En sonunda bu sessizlikten sıkılmış ve bulaşık yıkayacağım bahanesiyle üçlüyü salonda bırakarak hızla mutfağa iletlemiştim. Aslında buraya sadece biraz düşünmek için gelmiştim ama şu an bulaşık yıkamak çok daha cazip geliyordu.

Evet, kesinlikle bulaşık yıkamalıydım.

Elime aldığım süngere bulduğum ilk şeyi döktükten sonra sakince bardakları yıkamaya başladım.

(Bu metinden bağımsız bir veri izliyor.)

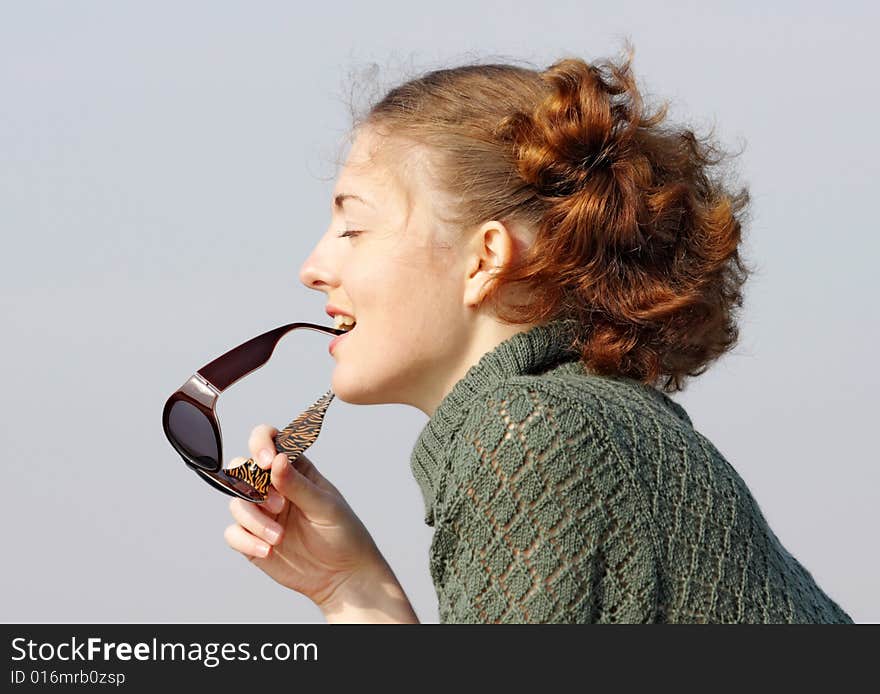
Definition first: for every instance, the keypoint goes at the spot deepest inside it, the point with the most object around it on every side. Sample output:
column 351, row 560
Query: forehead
column 367, row 173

Ama sakinlik ne mümkün, anında başlamıştım söylenmeye.

Sıra, Doğuş'un bardağına geldiğinde onu sertçe yerinden aldım. "Seninkini yıkamayayım da deterjanlı deterjanlı su iç, oh. Pislik herif seni." dedim ve yerine koydum.

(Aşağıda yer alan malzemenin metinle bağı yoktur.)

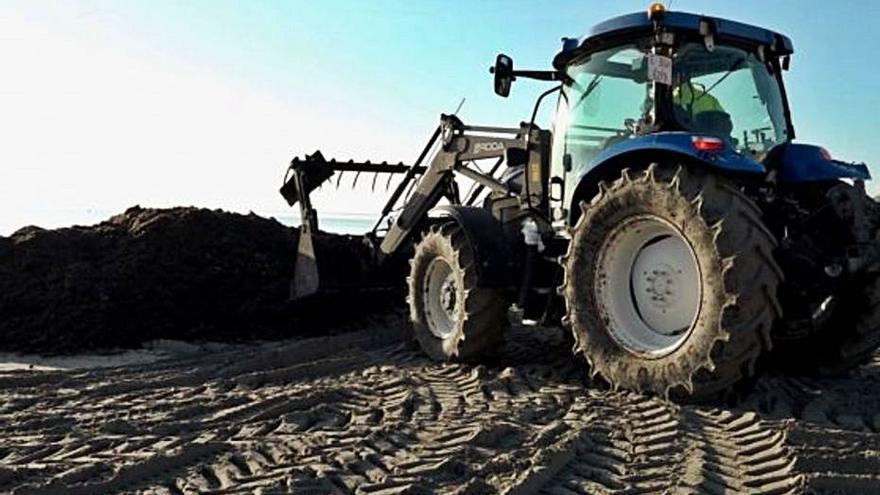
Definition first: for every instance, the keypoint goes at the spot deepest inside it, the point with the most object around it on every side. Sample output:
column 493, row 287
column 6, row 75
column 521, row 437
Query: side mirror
column 503, row 71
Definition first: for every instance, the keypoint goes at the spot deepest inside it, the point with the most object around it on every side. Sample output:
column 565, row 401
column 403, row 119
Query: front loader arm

Sonra aldım ve duruladım. "Çekici pislik herif, bu da son iyiliğim olsun sana." sonra Ozan'ın bardağını aldım ama kapıdan gelen sesle yerimden sıçradım.

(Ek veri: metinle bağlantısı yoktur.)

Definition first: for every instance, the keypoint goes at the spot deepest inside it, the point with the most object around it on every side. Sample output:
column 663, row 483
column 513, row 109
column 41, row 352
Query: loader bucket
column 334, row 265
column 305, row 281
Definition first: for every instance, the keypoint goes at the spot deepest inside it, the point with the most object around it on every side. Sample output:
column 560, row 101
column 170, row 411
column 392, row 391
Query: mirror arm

Doğuş, kollarını kavuşturmuş bir biçimde bana bakıyordu. Yeni gelmiş olmalıydı. Sonuçta dediklerimi duysa bir tepki verirdi değil mi?

Yok, duymamıştır.

"Ne bakıyorsun?" dedim bardağı durularken.

"Yardım edeyim mi? Geri çeviremeyecekmişsin gibi duruyor." dedi kollarını çözerek yanıma gelirken.

"Ne yardım isteyeceğim senden? Kimsin ki sen?" Evet, kesinlikle gerginlikten saçmalıyordum.

"Kimim ki ben?" dedi kalçasını tezgâhâ yaslayıp bana dönerken. Alınmış mıydı? Muhtemelen. Ağzımı açıp bir şey söyleyecekken hınzırca sırıttı. "Galiba cevabı biliyorum."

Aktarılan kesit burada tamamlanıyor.